Better policing of lead risks needed: advocates

CHILDREN MOST VULNERABLE: A survey found that the levels of lead in paint on equipment at some playgrounds were substantially higher than the national standard

Taipei Times
Date: Jan 05, 2021
By: Sherry Hsiao / Staff reporter

From left, Linkou Chang Gung Memorial Hospital Emergency Department director of pediatrics Lee Jung, New Power Party Legislator Claire Wang, researcher Chao Jui-kuang and Taiwan Zero Waste Alliance founder Sun Wei-tzu hold a news conference in Taipei yesterday.
Photo: CNA

After a survey found excessive levels of lead in playground equipment, advocates yesterday called for increased government regulation, as well as public awareness, of potential lead exposure from painted surfaces.

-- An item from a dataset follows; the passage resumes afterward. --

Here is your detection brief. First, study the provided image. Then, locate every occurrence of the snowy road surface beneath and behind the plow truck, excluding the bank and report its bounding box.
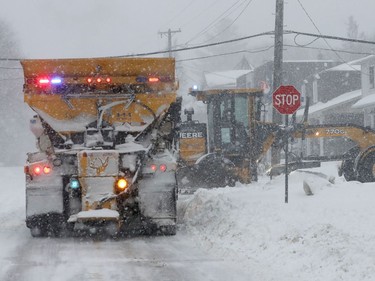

While public discussion about the dangers of heavy metals has often been focused on food safety, attention has seldom been drawn to the risks of heavy metals in playground equipment, New Power Party Legislator Claire Wang (王婉諭) told a news conference in Taipei.

Taiwan Zero Waste Alliance founder Sun Wei-tzu (孫瑋孜) said that a survey he conducted with researchers at Tainan Community University found that the levels of lead in the paint on playground equipment in some parks and schools in Taipei and New Taipei City were significantly higher than the maximum 90 parts per million stipulated in the National Standards of the Republic of China.

Chao Jui-kuang (晁瑞光), a researcher who is part of the university’s environmental action team, said that in Tainan, the survey found that while newer playground facilities generally met national standards, the paint on other equipment that might not be designed for children to play with, but was installed near play areas, such as street lamps, contained high levels of heavy metals that exceeded permissible limits.